President Obama on Thursday proposed making two years of community college free for students who meet basic performance objectives, a move he argues will benefit roughly 9 million students a year and save full-time community college students an average of $3,800 per year.

In order to be eligible for free tuition, students must attend a community college at least half-time, maintain a grade-point average of at least 2.5, and make “steady progress,” according to a statement on the White House’s website.

In return, community colleges must offer programs that allow students to transfer to local public four-year universities, or provide occupational training programs that result in high graduation rates and in-demand degrees.

If colleges meet these and other criteria, the federal government will cover three-quarters of the cost of attending community college. Participating states will be required to cover the rest.

The proposal, part of a program called America’s College Promise, is intended to make the U.S. more competitive in the global economy. The White House estimates that 35 percent of job openings will require a bachelor’s degree by 2020, and 30 percent will require some college or an associate’s degree.

The Washington Post reported that the costs of the effort would likely approach tens of billions of dollars over the next decade and face strong opposition from the Republican-controlled Congress.

“Nothing this large has ever been proposed at the federal level for community colleges,” David S. Baime, a senior vice president at the American Association of Community Colleges, told the Post. “It’s a staggering sum of money.”

Some outlets have already begun to question the efficacy of Obama’s proposal.
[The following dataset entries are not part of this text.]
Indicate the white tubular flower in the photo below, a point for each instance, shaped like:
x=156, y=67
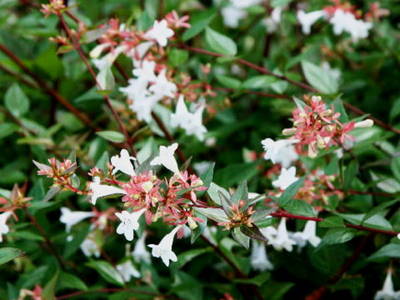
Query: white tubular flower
x=308, y=19
x=364, y=124
x=282, y=239
x=140, y=252
x=162, y=86
x=387, y=292
x=280, y=151
x=190, y=122
x=123, y=163
x=4, y=229
x=129, y=223
x=259, y=259
x=101, y=190
x=160, y=32
x=89, y=247
x=127, y=271
x=286, y=178
x=70, y=218
x=308, y=234
x=167, y=159
x=164, y=248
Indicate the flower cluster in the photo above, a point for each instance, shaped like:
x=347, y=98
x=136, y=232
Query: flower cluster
x=343, y=17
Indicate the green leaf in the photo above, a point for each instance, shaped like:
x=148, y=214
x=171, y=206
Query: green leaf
x=69, y=281
x=198, y=23
x=220, y=43
x=259, y=82
x=338, y=236
x=229, y=82
x=16, y=101
x=290, y=192
x=7, y=129
x=112, y=136
x=8, y=253
x=319, y=78
x=107, y=271
x=388, y=251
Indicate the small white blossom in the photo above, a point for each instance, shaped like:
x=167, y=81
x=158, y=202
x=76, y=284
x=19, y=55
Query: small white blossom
x=282, y=239
x=190, y=122
x=127, y=271
x=164, y=248
x=70, y=218
x=140, y=252
x=160, y=32
x=308, y=19
x=129, y=223
x=388, y=292
x=4, y=229
x=308, y=234
x=286, y=178
x=123, y=163
x=167, y=159
x=89, y=247
x=280, y=151
x=259, y=259
x=102, y=190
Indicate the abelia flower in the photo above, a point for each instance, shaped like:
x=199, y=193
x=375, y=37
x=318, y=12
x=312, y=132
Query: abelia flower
x=129, y=223
x=307, y=235
x=160, y=32
x=4, y=229
x=164, y=248
x=70, y=218
x=140, y=252
x=387, y=292
x=286, y=178
x=190, y=122
x=127, y=271
x=259, y=259
x=167, y=159
x=123, y=163
x=280, y=151
x=101, y=190
x=308, y=19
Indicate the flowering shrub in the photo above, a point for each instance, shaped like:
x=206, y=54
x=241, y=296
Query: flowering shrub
x=235, y=149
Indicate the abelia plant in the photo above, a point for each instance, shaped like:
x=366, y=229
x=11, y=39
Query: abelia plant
x=199, y=150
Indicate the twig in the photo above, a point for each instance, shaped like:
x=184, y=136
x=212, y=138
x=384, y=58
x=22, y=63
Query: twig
x=46, y=88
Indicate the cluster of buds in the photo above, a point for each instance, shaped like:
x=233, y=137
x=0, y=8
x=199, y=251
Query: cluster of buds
x=316, y=126
x=62, y=173
x=54, y=7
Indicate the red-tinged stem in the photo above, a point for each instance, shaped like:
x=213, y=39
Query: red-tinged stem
x=78, y=48
x=302, y=85
x=46, y=88
x=284, y=214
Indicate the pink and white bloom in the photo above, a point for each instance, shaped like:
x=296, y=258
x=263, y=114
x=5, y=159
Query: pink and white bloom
x=70, y=218
x=259, y=259
x=99, y=190
x=387, y=292
x=190, y=122
x=167, y=159
x=280, y=151
x=140, y=252
x=128, y=271
x=123, y=163
x=160, y=32
x=164, y=248
x=308, y=234
x=286, y=178
x=4, y=229
x=308, y=19
x=129, y=222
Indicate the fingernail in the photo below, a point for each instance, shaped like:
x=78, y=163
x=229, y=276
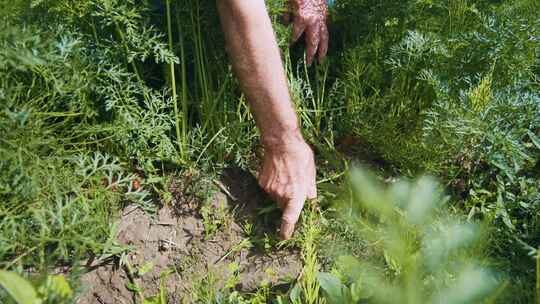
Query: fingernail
x=286, y=230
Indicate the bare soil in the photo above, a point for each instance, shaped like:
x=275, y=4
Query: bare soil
x=174, y=242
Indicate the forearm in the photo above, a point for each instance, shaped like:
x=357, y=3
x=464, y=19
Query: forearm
x=256, y=61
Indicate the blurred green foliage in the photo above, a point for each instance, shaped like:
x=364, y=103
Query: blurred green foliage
x=448, y=87
x=428, y=254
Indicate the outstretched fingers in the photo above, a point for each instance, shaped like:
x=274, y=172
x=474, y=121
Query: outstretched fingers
x=291, y=214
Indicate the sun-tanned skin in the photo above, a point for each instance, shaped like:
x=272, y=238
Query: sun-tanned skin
x=288, y=167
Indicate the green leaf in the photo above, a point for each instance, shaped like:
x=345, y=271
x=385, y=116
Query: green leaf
x=133, y=287
x=535, y=140
x=145, y=268
x=332, y=286
x=57, y=284
x=18, y=288
x=295, y=294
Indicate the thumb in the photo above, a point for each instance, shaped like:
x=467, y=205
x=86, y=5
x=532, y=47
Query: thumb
x=290, y=216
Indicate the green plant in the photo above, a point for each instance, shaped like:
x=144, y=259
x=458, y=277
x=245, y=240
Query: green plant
x=48, y=289
x=424, y=255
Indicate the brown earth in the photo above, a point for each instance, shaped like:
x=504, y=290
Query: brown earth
x=184, y=260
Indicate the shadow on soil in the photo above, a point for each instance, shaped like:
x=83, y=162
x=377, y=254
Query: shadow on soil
x=184, y=258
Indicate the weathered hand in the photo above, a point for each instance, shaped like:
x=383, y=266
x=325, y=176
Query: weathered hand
x=310, y=16
x=288, y=176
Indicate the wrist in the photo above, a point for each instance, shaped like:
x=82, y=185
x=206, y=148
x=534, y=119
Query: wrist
x=282, y=140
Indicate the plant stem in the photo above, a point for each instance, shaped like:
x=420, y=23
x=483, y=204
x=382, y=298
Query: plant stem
x=179, y=136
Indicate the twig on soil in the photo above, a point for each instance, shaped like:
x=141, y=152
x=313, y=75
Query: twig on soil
x=225, y=190
x=130, y=210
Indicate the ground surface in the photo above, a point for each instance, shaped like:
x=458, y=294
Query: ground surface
x=173, y=241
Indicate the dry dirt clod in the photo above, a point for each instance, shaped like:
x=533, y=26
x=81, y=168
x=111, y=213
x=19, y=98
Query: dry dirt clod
x=176, y=241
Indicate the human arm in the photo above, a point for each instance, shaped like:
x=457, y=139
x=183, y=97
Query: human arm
x=288, y=168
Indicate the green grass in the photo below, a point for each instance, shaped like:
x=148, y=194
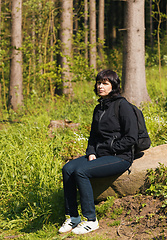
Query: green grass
x=31, y=192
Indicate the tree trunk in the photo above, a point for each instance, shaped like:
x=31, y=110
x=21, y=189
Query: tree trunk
x=66, y=43
x=16, y=91
x=93, y=33
x=86, y=27
x=101, y=28
x=133, y=76
x=40, y=38
x=151, y=28
x=113, y=23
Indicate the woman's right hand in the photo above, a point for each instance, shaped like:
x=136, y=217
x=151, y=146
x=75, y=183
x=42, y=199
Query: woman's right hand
x=91, y=157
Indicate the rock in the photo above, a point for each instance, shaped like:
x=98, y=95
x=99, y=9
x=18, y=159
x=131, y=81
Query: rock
x=130, y=183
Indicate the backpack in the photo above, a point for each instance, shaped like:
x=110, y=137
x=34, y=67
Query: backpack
x=144, y=141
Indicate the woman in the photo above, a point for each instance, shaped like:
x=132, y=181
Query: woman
x=109, y=152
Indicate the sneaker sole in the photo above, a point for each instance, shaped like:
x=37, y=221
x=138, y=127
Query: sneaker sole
x=85, y=232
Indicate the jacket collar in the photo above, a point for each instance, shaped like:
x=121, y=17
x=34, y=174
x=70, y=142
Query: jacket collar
x=106, y=101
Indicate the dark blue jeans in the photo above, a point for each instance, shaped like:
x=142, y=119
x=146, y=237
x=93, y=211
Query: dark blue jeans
x=77, y=172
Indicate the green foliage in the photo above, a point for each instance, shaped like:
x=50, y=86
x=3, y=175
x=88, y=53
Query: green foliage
x=31, y=161
x=157, y=179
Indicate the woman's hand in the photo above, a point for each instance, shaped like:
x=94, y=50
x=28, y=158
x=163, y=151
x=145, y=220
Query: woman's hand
x=91, y=157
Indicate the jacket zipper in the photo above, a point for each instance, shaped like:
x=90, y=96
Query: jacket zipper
x=101, y=118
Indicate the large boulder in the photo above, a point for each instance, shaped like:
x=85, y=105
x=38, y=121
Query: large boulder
x=133, y=181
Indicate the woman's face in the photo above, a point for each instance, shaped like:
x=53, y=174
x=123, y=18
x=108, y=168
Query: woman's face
x=104, y=87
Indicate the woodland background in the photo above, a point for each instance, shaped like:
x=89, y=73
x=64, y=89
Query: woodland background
x=31, y=154
x=95, y=42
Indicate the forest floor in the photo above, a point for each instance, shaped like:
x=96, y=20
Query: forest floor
x=141, y=218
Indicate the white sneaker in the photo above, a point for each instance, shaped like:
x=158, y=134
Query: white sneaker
x=69, y=224
x=86, y=227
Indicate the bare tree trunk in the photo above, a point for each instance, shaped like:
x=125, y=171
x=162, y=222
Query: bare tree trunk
x=40, y=38
x=134, y=79
x=86, y=27
x=16, y=91
x=51, y=33
x=33, y=41
x=66, y=40
x=0, y=40
x=93, y=33
x=101, y=28
x=113, y=29
x=151, y=27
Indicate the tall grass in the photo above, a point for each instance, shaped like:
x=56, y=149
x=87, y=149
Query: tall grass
x=31, y=193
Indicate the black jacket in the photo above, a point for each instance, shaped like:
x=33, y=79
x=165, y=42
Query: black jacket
x=109, y=136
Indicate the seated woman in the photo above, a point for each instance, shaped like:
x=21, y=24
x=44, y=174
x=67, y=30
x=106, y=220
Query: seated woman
x=109, y=152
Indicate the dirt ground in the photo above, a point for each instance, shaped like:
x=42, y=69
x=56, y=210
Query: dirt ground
x=141, y=218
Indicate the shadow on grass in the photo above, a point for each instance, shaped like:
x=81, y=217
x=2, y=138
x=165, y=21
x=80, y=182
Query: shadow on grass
x=47, y=209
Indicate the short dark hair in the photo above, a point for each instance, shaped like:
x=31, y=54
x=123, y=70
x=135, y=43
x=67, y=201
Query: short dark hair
x=112, y=77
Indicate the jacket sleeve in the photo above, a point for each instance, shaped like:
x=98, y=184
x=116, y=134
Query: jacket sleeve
x=129, y=129
x=91, y=148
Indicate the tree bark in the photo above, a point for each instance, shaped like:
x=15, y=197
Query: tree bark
x=86, y=27
x=133, y=76
x=66, y=43
x=151, y=28
x=101, y=28
x=113, y=28
x=16, y=89
x=92, y=33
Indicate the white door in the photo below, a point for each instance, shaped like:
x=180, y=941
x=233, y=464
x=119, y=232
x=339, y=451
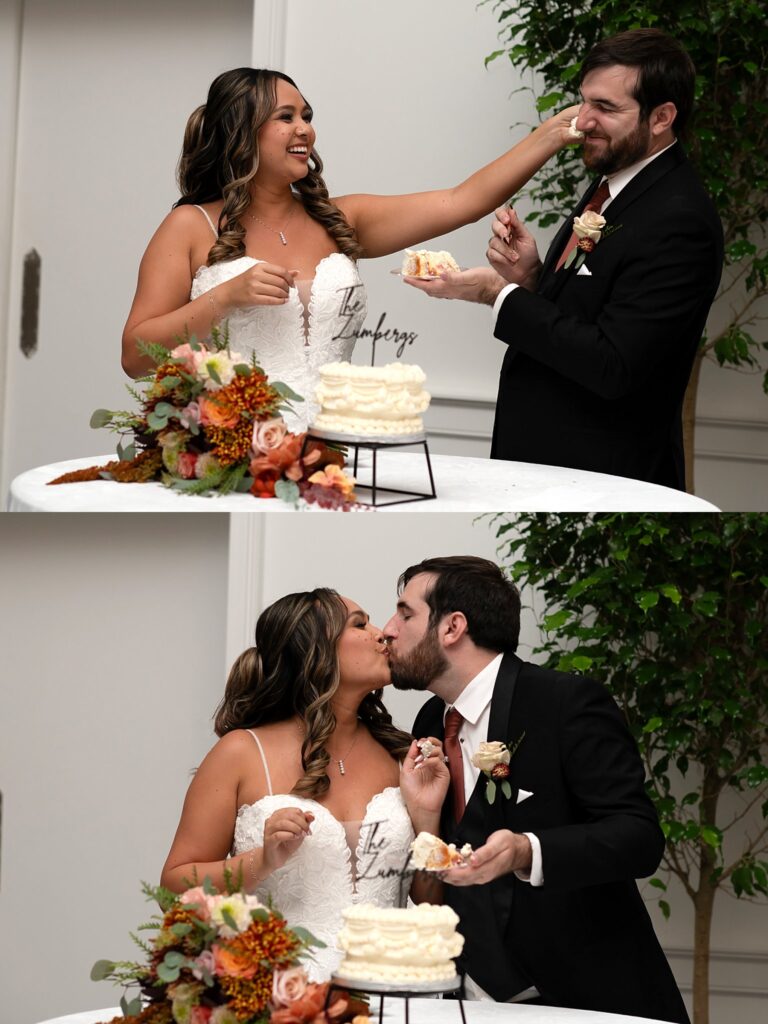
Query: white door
x=103, y=91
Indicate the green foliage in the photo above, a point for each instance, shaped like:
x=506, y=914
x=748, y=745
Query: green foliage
x=728, y=43
x=671, y=612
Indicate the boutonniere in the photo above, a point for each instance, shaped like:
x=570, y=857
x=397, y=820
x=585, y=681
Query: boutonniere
x=589, y=228
x=493, y=759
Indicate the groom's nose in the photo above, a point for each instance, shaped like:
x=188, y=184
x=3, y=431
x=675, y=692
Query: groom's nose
x=390, y=630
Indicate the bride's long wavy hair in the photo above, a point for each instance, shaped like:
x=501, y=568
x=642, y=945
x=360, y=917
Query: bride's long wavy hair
x=293, y=670
x=220, y=157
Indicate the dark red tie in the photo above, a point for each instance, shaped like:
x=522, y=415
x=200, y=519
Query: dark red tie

Forbes argued that free tuition at community colleges could crowd out promising innovations from the private sector, and is unlikely to improve student success rates.

Obama is expected to unveil more details about the idea today during a trip to Knoxville, Tenn., where he will address a program enacted in 2014 by Gov. Bill Haslam. That program, dubbed Tennessee Promise, proposes using state lottery funds to cover parts of community college tuitions not covered by other federal grants.